In this ruling, the Israeli Supreme Court ("Supreme Court") noted that international transactions between companies with "special relations" are characterized by a difficulty of estimating the real economic value of the transaction and that there is a risk that income is being improperly channeled to countries with a lower tax rate. The Supreme Court remarked that the accepted criterion for determining the real economic value in "special relations" transactions is the economic value of such a transaction that would be determined between unrelated companies each of which wishing to maximize its profits. This principle is also reflected in the Israeli Income Tax Ordinance, which establishes three cumulative conditions to allow the tax assessor to object to the reported value of a transaction and to impose tax in accordance with market conditions: (i) the existence of an international transaction; (ii) the existence of "special relations" between the parties to the transaction; (iii) out of market price or provisions for the transaction due to the special relations between the parties. The issue in dispute in this case is the existence of the third condition.

The Supreme Court discussed two tests to determine whether the cost of allocating options to the Subsidiary's employees should be included in the cost base according to which the payment by the Subsidiary to the Parent in the cost plus transaction is calculated.

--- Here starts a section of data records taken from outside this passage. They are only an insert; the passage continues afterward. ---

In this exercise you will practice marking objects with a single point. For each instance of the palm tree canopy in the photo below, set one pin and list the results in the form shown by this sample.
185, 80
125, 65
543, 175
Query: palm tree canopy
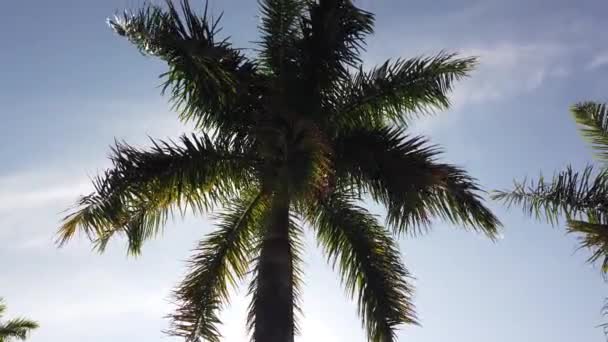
16, 328
295, 134
579, 196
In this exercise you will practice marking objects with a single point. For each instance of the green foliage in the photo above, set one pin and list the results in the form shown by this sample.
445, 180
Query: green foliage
297, 129
220, 261
402, 173
143, 189
369, 264
16, 328
570, 193
580, 197
389, 92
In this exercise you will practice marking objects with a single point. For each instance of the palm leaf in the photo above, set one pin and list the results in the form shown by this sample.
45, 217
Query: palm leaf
18, 328
333, 38
402, 173
594, 237
221, 260
205, 73
592, 118
569, 193
280, 33
369, 265
142, 190
393, 91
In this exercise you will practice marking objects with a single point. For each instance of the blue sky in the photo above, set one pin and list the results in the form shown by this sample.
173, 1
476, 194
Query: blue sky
70, 87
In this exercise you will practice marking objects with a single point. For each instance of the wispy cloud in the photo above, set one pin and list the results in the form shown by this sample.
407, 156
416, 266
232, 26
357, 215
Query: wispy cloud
509, 69
599, 60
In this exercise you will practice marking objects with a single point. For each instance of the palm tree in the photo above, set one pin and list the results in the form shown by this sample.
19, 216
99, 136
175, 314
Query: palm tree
581, 197
16, 328
296, 134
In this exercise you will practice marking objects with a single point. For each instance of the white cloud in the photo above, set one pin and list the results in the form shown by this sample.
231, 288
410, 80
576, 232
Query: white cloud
509, 69
34, 198
598, 61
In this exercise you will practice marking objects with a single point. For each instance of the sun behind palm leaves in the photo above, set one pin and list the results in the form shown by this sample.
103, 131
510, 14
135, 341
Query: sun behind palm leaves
292, 137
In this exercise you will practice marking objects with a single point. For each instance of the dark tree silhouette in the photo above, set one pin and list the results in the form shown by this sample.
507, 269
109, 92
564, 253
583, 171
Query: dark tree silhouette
581, 197
16, 328
294, 135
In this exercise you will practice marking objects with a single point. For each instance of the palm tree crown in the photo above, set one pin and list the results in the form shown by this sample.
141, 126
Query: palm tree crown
580, 196
294, 135
16, 328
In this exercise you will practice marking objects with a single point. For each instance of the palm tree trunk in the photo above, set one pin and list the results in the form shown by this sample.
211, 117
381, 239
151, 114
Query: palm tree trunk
274, 305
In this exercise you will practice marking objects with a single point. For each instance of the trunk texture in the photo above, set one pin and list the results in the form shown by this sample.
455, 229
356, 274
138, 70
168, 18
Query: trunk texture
275, 306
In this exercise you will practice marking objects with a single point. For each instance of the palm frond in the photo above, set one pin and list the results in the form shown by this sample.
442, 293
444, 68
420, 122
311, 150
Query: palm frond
142, 190
592, 118
280, 34
333, 38
220, 261
402, 173
568, 193
17, 328
369, 264
394, 91
274, 287
594, 237
205, 73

The first and principal test is to examine the nature of employee option expense and whether it should be considered as part of the Subsidiary's costs of providing services to the Parent. The Court concluded that employee options are a method of remuneration and are, by their very nature, expenses incurred in the provision of the service and the generation of the Subsidiary's income. Therefore, the Supreme Court stated that as a rule, this cost should be considered part of the cost base to calculate payments to Parent in a cost plus transaction.

The second test is whether unrelated parties conducting a similar transaction tend to include the cost of allocating employee options as part of the cost base in a cost plus transaction. It was noted by the Supreme Court that most of the comparable companies surveyed in market studies that were filed by the parties to the litigation as part of their filings to the Tax Authority applied American accounting standards in their financial statements that were comparable to the Israeli standards. According to both of these standards, expense in allocating employee options should be recognized as an operating expense in the profit and loss statement in the amount of the value of the options on the date of grant and in accordance with various valuation methods. Therefore, the claim that the cost of allocating the options should not be included in the cost basis of cost plus transactions is inconsistent with the market research studies submitted by the Parent and Subsidiary.

Another issue that was addressed in the ruling is the entitlement of a company to deduct from its income its expenses in an amount equal to the total value of options allotted to a trustee under the capital gains track under Section 102 of the Income Tax Ordinance. The companies' position was that there must be symmetry between the inclusion of the cost of the allocation of options in the cost base and the deduction thereof: if the expense was included in the cost base, the expense should be deductible. However, it was determined that the option expense is not deductible, even though the cost of option allotment constitutes an expense in the production of income. This is due to a section of the Income Tax Ordinance that explicitly prohibits the deduction of an expense in respect of allotment of shares and options under the capital gains track of Section 102 of the Income Tax Ordinance.